In a CNN survey, 54% questioned concluded that Obama won; while a mere 30% say that McCain came out on top. Before the poll, 60% held a favorable opinion of the Illinois senator, and after, this share increased to 64%. 51% had a favorable view of McCain both before and after the debate.
65% said Obama was the more likeable candidate during the event, with only 28% considering McCain more likeable. The poll figures continued to indicate Obama’s successes: 57% believed Obama was more intelligent, with only 25% for McCain. And 60% felt Obama articulated his opinions more clearly with only 30% going to McCain.
It appears that as the economic outlook deteriorates, Obama’s prospects improve. The public’s faith in McCain’s economic plan – and more fundamentally, his understanding of the issues and lack of conviction in presenting them – mean that the current financial crisis is working in Obama’s favor.
Months back, before the US financial system was sent into a tailspin, polls showed Obama only leading by only a few points, and even at times tied with McCain.
“There are three things driving this election right now: the economy, the economy and the economy,” said Clay Richards, the assistant director of the Quinnipiac University Polling Institute.
Not surprisingly, the debates opened up with the economy as issue number one when a concerned citizen asking how each candidate would work to protect retired and older US citizens and their savings.
The fact is, one economic approach to help reinvigorate the US economy is tax cuts to the companies and firms that could then hire more and conduct more business. While the Bush regime has seen more downs than ups, this type of tax cuts is something that Bush did after September 11th, which worked.
Obama’s populist approach – “a middle class tax cut to 95% of working Americans” – is attractive to most people. But like the recent economic stimulus package the US government enacted earlier this year, such tax cuts are not trickle-down, payback investments as corporate cuts would be.

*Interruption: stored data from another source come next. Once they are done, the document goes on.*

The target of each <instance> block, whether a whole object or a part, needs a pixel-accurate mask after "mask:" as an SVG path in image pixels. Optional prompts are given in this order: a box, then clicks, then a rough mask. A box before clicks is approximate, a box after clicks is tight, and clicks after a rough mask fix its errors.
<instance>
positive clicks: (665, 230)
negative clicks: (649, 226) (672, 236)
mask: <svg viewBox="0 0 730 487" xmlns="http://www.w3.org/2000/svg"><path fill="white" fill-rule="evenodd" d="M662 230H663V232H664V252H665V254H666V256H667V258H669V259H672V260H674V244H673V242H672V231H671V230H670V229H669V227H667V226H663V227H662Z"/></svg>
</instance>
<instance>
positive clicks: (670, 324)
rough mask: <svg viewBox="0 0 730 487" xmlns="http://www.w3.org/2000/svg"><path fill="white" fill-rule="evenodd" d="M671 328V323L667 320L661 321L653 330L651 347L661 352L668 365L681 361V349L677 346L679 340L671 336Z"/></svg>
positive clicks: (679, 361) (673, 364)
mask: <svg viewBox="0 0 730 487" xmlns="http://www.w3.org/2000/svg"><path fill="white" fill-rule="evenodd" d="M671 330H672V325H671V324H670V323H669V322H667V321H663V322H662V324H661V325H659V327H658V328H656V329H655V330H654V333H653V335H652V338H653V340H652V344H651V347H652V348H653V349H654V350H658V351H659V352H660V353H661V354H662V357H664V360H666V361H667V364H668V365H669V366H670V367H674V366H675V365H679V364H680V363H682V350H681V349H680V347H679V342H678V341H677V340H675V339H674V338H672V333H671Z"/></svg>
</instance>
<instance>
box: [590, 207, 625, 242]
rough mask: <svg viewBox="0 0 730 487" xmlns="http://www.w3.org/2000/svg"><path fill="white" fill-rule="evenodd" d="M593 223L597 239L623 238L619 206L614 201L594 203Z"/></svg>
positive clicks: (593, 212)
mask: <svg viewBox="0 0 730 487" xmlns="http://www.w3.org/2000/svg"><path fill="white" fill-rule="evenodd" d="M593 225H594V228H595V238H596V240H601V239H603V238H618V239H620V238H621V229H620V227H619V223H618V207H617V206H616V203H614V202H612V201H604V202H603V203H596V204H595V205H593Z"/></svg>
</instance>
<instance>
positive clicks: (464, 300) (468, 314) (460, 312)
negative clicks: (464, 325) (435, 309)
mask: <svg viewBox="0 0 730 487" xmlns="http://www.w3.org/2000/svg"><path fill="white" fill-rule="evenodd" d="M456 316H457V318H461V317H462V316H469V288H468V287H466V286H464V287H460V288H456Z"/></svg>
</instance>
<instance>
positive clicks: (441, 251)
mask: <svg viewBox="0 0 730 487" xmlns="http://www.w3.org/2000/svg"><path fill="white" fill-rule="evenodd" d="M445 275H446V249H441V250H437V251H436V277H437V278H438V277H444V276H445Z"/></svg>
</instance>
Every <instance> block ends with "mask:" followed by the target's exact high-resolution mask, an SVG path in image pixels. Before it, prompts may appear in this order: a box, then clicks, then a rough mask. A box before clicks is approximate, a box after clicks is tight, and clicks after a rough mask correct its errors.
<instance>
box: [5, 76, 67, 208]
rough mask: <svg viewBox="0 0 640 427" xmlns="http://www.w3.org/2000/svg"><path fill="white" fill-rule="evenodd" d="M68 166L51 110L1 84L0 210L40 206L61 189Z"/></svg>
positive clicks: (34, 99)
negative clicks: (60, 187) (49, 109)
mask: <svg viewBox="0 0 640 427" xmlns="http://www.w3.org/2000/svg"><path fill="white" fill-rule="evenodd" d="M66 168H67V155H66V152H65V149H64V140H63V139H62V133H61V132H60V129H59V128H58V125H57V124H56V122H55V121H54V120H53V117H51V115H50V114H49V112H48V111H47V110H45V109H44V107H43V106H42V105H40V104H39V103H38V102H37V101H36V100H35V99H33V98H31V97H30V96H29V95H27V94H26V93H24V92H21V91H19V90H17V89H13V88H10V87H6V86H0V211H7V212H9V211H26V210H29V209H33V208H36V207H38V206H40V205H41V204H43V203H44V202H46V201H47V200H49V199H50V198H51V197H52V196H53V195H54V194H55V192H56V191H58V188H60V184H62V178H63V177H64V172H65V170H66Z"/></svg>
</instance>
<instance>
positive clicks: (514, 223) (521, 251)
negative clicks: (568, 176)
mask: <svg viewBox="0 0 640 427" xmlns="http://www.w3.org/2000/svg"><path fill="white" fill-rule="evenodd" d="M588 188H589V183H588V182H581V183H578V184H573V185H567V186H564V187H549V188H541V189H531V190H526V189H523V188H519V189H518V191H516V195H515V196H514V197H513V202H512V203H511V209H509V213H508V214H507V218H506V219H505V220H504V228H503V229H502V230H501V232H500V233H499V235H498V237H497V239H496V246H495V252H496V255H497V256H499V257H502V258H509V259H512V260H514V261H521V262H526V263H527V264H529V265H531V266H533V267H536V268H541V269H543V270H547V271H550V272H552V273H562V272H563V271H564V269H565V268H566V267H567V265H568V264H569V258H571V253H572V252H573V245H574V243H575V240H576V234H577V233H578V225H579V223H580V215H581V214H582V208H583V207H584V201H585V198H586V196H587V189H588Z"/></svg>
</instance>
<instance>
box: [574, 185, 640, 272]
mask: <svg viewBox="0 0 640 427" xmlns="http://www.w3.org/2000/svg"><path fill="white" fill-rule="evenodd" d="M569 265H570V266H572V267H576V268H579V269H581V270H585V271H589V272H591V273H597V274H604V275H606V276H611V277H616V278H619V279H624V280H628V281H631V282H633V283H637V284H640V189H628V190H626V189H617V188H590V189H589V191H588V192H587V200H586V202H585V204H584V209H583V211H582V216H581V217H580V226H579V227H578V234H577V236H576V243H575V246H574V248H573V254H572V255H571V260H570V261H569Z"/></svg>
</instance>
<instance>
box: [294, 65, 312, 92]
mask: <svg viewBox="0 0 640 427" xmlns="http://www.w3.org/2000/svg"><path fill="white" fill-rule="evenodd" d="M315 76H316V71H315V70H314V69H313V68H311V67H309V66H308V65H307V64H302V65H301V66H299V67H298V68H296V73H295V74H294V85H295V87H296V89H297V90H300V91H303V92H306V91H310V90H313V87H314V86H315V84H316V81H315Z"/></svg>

That’s not to say that McCain’s argument that tax cuts for the richest of rich should be in order. His case that this is taking away from the “American dream” is ludicrous – he still believes that if you earn less than $5 million a year you cannot be rich. Nevertheless, this is a debate for the American people, not economists, and people will vote for whomever appeals to their needs best.
Both McCain and Obama echoed that they had each been warning the Treasury and the Fed of the impending financial crisis, and both said the other contributed to the mess.
McCain made a few attacks on Obama, specifically on his spending plan and tax cuts. McCain rightly noted our Social Security system is flawed but right as he was about to explain that he jumped straight in to his energy policy.
Defense, health care, and education were also topics addressed. McCain even announced his plans to reduce defense spending, which was probably a good move, as he is widely known for his militaristic support. But in that same sentence, he noted he wanted spending freezes on everything except defense.